Signal coalescing matters for bursty systems. Kubernetes generates events in bursts — a deployment rollout touches hundreds of pods rapidly. Without draining the evaluation channel, each of those events triggers a full evaluation independently.

fmt.Sprintf in hot paths allocates. In a DNS server handling hundreds of queries per second, each of those allocations immediately becomes GC pressure. O(1) lookups with no allocation changes the picture entirely.

Conclusion

Four evenings of work, versus a human estimate of one month or more. The result is a Go binary that matches the Node.js Controller's external behaviour exactly — same HTTP API, same WebSocket protocol, same DNS proxy, same log format — while running at slightly lower CPU on a large production cluster and with better scaling headroom as cluster size grows.

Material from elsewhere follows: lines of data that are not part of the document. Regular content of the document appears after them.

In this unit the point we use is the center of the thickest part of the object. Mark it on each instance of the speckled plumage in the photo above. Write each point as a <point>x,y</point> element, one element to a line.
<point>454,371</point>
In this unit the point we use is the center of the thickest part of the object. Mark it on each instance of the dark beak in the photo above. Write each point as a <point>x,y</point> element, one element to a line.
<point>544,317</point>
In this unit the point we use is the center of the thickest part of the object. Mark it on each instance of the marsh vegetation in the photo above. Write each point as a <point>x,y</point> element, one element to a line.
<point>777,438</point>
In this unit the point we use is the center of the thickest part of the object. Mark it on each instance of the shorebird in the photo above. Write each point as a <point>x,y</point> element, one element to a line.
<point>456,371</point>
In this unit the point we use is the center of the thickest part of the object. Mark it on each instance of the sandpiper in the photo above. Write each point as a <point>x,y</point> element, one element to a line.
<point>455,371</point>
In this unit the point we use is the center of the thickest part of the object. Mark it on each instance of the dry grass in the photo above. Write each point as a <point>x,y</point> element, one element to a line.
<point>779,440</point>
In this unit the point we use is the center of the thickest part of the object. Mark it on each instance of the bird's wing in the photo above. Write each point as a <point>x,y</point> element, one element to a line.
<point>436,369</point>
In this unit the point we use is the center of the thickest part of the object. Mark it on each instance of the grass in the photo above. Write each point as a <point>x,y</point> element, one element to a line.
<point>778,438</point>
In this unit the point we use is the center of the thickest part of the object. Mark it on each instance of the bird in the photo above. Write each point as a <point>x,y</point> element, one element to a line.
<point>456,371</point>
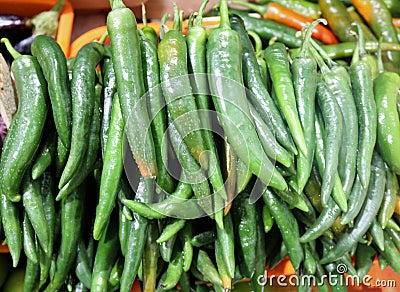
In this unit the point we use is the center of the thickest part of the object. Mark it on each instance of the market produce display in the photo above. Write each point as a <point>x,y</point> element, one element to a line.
<point>191,162</point>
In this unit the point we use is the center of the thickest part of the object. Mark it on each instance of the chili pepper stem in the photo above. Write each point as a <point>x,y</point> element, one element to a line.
<point>224,14</point>
<point>260,9</point>
<point>13,52</point>
<point>115,4</point>
<point>144,18</point>
<point>199,18</point>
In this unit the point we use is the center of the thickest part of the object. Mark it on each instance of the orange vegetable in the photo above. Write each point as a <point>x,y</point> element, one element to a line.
<point>288,17</point>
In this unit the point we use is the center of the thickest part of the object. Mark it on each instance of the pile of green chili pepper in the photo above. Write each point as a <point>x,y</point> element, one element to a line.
<point>192,162</point>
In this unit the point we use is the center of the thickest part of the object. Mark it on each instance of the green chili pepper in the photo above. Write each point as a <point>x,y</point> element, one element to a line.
<point>370,210</point>
<point>23,136</point>
<point>54,66</point>
<point>223,54</point>
<point>126,55</point>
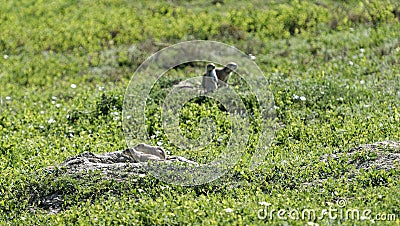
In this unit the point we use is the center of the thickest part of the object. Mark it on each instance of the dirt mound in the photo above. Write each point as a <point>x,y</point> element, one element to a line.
<point>116,166</point>
<point>384,155</point>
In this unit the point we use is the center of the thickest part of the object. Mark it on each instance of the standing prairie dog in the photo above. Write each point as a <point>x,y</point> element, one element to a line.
<point>223,74</point>
<point>144,152</point>
<point>210,79</point>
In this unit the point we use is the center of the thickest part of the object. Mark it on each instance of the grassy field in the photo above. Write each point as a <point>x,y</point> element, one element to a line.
<point>65,66</point>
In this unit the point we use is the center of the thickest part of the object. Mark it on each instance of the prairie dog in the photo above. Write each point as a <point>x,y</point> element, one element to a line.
<point>143,153</point>
<point>210,79</point>
<point>224,74</point>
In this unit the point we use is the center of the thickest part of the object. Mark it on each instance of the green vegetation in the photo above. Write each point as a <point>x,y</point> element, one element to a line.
<point>65,65</point>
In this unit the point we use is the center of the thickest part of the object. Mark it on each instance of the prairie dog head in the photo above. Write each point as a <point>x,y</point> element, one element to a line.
<point>210,67</point>
<point>231,66</point>
<point>152,150</point>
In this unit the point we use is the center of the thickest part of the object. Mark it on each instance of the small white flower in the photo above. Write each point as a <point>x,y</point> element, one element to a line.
<point>228,210</point>
<point>264,203</point>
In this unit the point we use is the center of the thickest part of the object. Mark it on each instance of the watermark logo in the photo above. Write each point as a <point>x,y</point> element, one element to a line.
<point>337,212</point>
<point>138,94</point>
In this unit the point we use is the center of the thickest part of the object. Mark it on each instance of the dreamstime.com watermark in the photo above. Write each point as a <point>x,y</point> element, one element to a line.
<point>337,212</point>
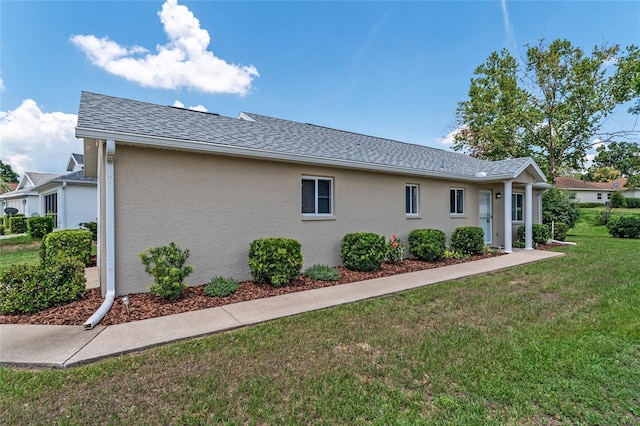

The rewrite also uncovered and fixed the state drift issue: client-go informers handle reconnection, resource version tracking, and periodic resync automatically, eliminating the category of bugs that motivated the migration in the first place.

Claude did the heavy lifting. The human contribution was context management, goal reminders, local and remote test infrastructure, and the performance debugging lead — including instrumenting the code for remote pprof profiling. A genuinely productive collaboration.